This paper delves into text-guided 3D model generation models that are predicated on text-to-image priors, examining their underlying principles, technical frameworks, and practical effectiveness across various application scenarios. Through these investigations, we aim to provide new perspectives and insights into the field of 3D modeling, propelling continuous technological innovation and advancement.

Looking ahead, the integration of large-scale models and deep learning into 3D content generation holds great promise. AI can enhance the accuracy and efficiency of 3D modeling processes, enabling the creation of more realistic and complex models with less manual intervention. Deep learning techniques can improve facial recognition, expression capture, and animation, making avatars more lifelike and expressive.

II 3D Technologies

II-A 3D Representation

3D representation is vital in computer graphics, enabling the digital visualization and manipulation of three-dimensional objects and scenes. Different methods of 3D representation offer varying degrees of detail, efficiency, and application suitability. Here, we delve into several key types of 3D representations, including Explicit Representations, Point Clouds, and Voxels.

Explicit Representations

Explicit representations define 3D objects with precise mathematical descriptions. This category includes mesh-based methods, which represent surfaces using vertices, edges, and faces. Meshes are widely used due to their flexibility and efficiency in rendering.

Meshes, Point Clouds and Voxels

A mesh is composed of polygons, typically triangles, which are connected by their edges and vertices to form the surface of a 3D object. Meshes are favored in applications requiring detailed and smooth surfaces, such as video games, animations, and simulations. They allow for efficient rendering[22, 23] and easy manipulation but can become complex when representing highly detailed surfaces.

Point clouds[24, 25, 25] represent 3D shapes as collections of discrete points in space. Each point has specific (x, y, z) coordinates and often includes attributes like color or normal vectors. Point clouds are useful in scanning and reconstruction applications, as they capture surface geometry directly from real-world scans. They are employed in fields like autonomous driving, where LiDAR sensors generate point cloud data to represent the environment. However, point clouds can be sparse and may require significant processing to convert into other forms of representation, like meshes or voxel grids, for further use. The lack of explicit connectivity between points can complicate operations like surface reconstruction and rendering.
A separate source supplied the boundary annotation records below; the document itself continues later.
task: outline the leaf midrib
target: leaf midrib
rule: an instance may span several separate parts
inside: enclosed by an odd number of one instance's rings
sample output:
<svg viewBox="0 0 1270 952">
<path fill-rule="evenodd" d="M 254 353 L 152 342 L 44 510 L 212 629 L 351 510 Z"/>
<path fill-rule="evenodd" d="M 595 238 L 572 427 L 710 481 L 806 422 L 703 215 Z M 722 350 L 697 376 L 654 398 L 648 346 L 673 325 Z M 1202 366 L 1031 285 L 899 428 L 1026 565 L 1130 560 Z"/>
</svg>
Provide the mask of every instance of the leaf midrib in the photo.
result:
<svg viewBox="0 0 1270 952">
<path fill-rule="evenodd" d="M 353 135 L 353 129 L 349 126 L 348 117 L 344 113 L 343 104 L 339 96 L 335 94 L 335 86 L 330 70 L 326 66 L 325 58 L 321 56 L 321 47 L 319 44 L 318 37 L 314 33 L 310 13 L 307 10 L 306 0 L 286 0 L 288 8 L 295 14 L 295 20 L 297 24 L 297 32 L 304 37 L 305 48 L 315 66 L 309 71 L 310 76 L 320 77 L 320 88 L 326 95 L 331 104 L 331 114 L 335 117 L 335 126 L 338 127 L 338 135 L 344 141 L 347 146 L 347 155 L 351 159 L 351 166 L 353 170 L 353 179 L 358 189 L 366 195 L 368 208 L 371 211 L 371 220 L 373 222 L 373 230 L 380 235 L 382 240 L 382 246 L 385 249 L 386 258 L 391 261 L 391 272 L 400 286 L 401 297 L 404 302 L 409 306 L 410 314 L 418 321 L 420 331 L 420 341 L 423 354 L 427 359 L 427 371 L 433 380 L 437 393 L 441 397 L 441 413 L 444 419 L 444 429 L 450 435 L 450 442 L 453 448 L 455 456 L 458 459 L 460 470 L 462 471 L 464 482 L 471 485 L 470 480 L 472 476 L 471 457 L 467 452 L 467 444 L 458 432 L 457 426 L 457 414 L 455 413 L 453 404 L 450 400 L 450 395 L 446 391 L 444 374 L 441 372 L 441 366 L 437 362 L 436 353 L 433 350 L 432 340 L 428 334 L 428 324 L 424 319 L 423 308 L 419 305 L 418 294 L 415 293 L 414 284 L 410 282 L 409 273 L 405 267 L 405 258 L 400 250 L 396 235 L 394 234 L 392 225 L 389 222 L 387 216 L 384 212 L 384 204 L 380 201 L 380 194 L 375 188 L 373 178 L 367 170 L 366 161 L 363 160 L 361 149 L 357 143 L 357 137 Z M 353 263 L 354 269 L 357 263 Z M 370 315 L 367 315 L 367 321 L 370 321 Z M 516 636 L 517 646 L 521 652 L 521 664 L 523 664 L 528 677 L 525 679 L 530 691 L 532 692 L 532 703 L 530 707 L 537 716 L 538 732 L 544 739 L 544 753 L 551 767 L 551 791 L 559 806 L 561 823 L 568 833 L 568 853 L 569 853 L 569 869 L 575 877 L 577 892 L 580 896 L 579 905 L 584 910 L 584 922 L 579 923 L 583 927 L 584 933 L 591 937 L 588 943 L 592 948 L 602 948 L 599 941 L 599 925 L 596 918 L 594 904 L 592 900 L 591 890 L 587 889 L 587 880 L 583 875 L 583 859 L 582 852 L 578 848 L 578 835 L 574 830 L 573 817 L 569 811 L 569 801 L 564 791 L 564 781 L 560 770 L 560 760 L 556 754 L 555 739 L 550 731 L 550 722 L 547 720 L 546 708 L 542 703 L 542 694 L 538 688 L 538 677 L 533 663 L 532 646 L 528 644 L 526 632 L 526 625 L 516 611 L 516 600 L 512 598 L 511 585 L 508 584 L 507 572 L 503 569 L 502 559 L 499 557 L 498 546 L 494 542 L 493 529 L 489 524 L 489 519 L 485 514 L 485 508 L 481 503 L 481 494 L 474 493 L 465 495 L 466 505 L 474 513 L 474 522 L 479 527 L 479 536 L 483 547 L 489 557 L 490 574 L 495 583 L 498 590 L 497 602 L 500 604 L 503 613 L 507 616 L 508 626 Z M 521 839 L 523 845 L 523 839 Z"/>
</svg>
Voxels[26, 27, 28], or volumetric pixels, are the 3D equivalent of pixels in a 2D image. They divide the 3D space into a grid of small cubes, each storing information about the material present at that location. Voxel grids are suitable for applications requiring uniform space representation. They handle complex topologies and internal structures of objects well. However, their memory consumption is high, as high-resolution voxel grids can become very large. This makes them less efficient for detailed surface representations compared to meshes. Advancements in sparse voxel representations and efficient storage techniques are mitigating these issues.

II-B NeRF and 3DGS

Neural Radiance Fields (NeRF)[29, 30, 31, 32] synthesize novel views of complex 3D scenes from sparse sets of 2D images. NeRF represents a scene using a continuous 5D function mapping spatial coordinates and viewing directions to color and density values. This enables photorealistic image creation from new viewpoints by interpolating between input images. NeRF employs a fully-connected neural network to optimize a volumetric scene function, accumulating colors and densities to form a 2D image. The process involves marching rays through the scene, sampling 3D points, and predicting color and density values using the neural network, allowing high-fidelity reconstructions with intricate details and realistic lighting. Classic NeRF has limitations, such as long training times and the need to train a new model for each scene. Extensions like InstantNeRF[33], which uses a multiresolution hash table to accelerate training, and PixelNeRF[34], which leverages convolutional neural networks for view synthesis from a single image, address these challenges.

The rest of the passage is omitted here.